FORT PIERCE, FL. A state inspector walked into Wu Hibachiexpress on South US Highway 1 on June 24 and found food sourced from an unapproved or unknown supplier, meaning no one could trace where it came from or whether it had ever passed a federal safety inspection.

That was one of seven high-severity violations documented that day. The restaurant was not closed.

What Inspectors Found

1HIGHFood from unapproved or unknown sourceTraceability zero
2HIGHEmployee not reporting illness symptomsOutbreak risk
3HIGHNo employee health policyNo protocol
4HIGHImproper handwashing techniquePathogens on hands
5HIGHFood in poor condition or adulteratedQuality hazard
6HIGHFood contact surfaces not sanitizedCross-contamination
7HIGHTime as public health control misusedTemperature danger zone
8INTMulti-use utensils not properly cleanedBiofilm risk

The food sourcing violation is among the most serious an inspector can document. When food arrives from an unapproved or unknown supplier, it has bypassed USDA and FDA inspection checkpoints entirely. If a customer becomes sick, investigators have no supply chain to trace.

Alongside that finding, the inspector cited an employee for not reporting symptoms of illness. The restaurant also had no written employee health policy, meaning there was no formal protocol requiring sick workers to stay home or notify a manager before handling food.

The handwashing violation adds another layer. The inspector found that employees were not using proper hand and arm washing technique, meaning even when a wash attempt was made, pathogens were not reliably removed.

Food contact surfaces were not properly cleaned or sanitized, and multi-use utensils had not been adequately cleaned, a combination that creates direct transfer routes for bacteria between prep cycles. The inspector also cited the restaurant for using time as a public health control without following proper procedures, meaning food was allowed to sit in the bacterial growth temperature range without adequate tracking or documentation.

The seventh high-severity violation: food found in poor condition, mislabeled, or adulterated.

What These Violations Mean

The combination of no health policy and an employee not reporting illness symptoms is what state and federal food safety officials describe as an outbreak enabler. Norovirus, the most common cause of foodborne illness in the United States, spreads almost entirely through infected food workers who continue handling food while sick. A written health policy is the first line of defense. Without one, there is no standard for workers to follow and no documentation that management ever communicated the requirement.

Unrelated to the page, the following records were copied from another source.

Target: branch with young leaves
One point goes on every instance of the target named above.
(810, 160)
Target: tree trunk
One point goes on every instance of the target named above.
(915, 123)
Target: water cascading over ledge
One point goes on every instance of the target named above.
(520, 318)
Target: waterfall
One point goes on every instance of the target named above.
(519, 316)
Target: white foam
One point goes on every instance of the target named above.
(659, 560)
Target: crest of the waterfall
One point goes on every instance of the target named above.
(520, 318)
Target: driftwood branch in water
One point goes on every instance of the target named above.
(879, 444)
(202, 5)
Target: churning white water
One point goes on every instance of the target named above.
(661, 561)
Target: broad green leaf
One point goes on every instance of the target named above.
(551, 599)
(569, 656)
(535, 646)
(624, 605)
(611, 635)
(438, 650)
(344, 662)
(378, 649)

The food from unapproved sources violation carries a different but equally serious risk. Meat, seafood, and produce that enter a kitchen outside licensed distribution channels may never have been inspected for Listeria, Salmonella, or E. coli. If a customer falls ill after eating at Wu Hibachiexpress, health investigators would have no supplier records to examine.

Improperly sanitized food contact surfaces and unclean multi-use utensils compound the risk. Bacterial biofilms can establish on cutting boards and prep surfaces within 24 hours of inadequate cleaning. Once a biofilm forms, standard wiping does not remove it, and every food item that touches that surface carries the contamination forward.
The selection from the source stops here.